Of course, one can argue that the Rs 21.60 is really the 'economic cost', and all STD-service providers are actually charging customers much below their costs. This, by the way, is a standard TRAI argument - that since competition is driving down costs, the TRAI doesn't need to keep tabs on this.

That, however, is an argument completely without substance.
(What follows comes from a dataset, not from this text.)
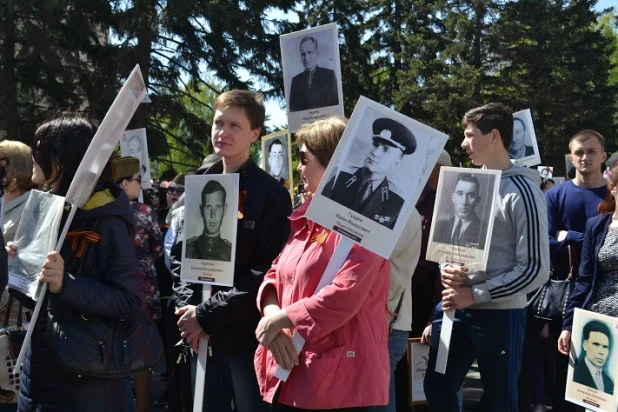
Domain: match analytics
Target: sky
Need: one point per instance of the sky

Reliance, for instance, has based its 20-paise-per-minute rate on actual costs, the details of which it has submitted to the TRAI. Clearly then, the costs of STD calls are nowhere near as high as the TRAI would have us believe.

And if you think that Reliance is indulging in predatory pricing, how do you explain the fact that when Bharti Telesonic gave the TRAI the break-up of its costs on January 22, 2002, even these showed a sharp decline, from Rs 2.90 per minute in 2002-03 to Rs 0.36 by 2010-11 - that's an average rate of a little over a rupee a minute.

Interestingly, TRAI's own consultation paper of September 1998 says the cost of providing stand-alone STD services ranges between Rs 3.80 and 6.80 a minute. Since then, as we all know, prices of telecom equipment have crashed and so, logically, the tariff levels should also have crashed.

The same curious method of fixing tariffs applies to international telephone calls as well. While 'tariff accounting rates' for India and the US fell from $3 a minute in 1983 to $0.90 in 2000, the Federal Communications Commission of the US issued an order reducing this to $0.23 (Rs 11.50) by 2002.

Tariff accounting rates are the charges paid by international telecom firms to each other for carrying traffic between countries.

So, Rs 11.50 is the cost you pay for the call from Washington to say, Mumbai, which is one of the gateways from which international calls enter India. Having come to Mumbai, the call will have to travel on an STD route to Delhi - that's another Rs 1.08 if you go by the costs Bharti submitted to the TRAI.

Add 40 paise for the cost of a local call, which you've got to pay to the firm that carries the call within Delhi. All told, you're talking of a cost of Rs 12.98 a minute. The TRAI, you'll be happy to know, allows a whopping Rs 40.8 per minute for this route.

By the way, since India gets a lot more incoming calls from abroad than the outgoing ones, international carriers actually pay India for this, based on what is called a 'settlement rate' - in the year 1999-00, VSNL got an extra Rs 3,350 crore (Rs 33.50 billion) for this, in addition to what it charged you and I for the ISD calls we made.

Granted this income has come down dramatically with the 23 cent tariff accounting rate, but even this adds up to around Rs 800 crore (Rs 8 billion) of extra income to the country's ISD service providers. For reasons best known to itself, however, the TRAI has not taken this into account either.

When it comes to cellular tariffs, of course, the TRAI's batting on the side of the cellular operators is better known. In the initial round of licences issued in 1994, for instance, customers were to be charged a monthly rental of Rs 156 per month, Rs 1,200 as installation charges, and another Rs 3,000 as a security deposit.

Yet, since the licence was ambiguous on the point, cellular operators used to charge customers an additional Rs 1,000 for their SIM cards - the TRAI, however, refused to intercede on the matter.

In 1999, after the cellular industry pressed for relief, the TRAI increased the monthly rental to Rs 600 and even changed the billing or pulse-rate to suit the cellular firms.

Today, most cellular operators charge extra for services like itemised billing and call forwarding though these are usually included in the basic tariff in most countries - once again, the TRAI hasn't thought it important to fix ceilings on this.

What's equally shocking is the TRAI's silence on prepaid cards. That's right, while 60 per cent of all cellular customers today use prepaid cards, the TRAI has not even fixed tariff levels in this segment.

All that the TRAI has said, in the interest of the less-affluent customer, is that firms must issue prepaid cards of Rs 300 each. Yet, when you buy this card, you get airtime of under Rs 200, the rest goes towards some service charge. Whether this is exorbitant or not is not the point.

The point is that the TRAI has not even bothered to look at it. And this is the regulator that's supposed to be protecting our interests.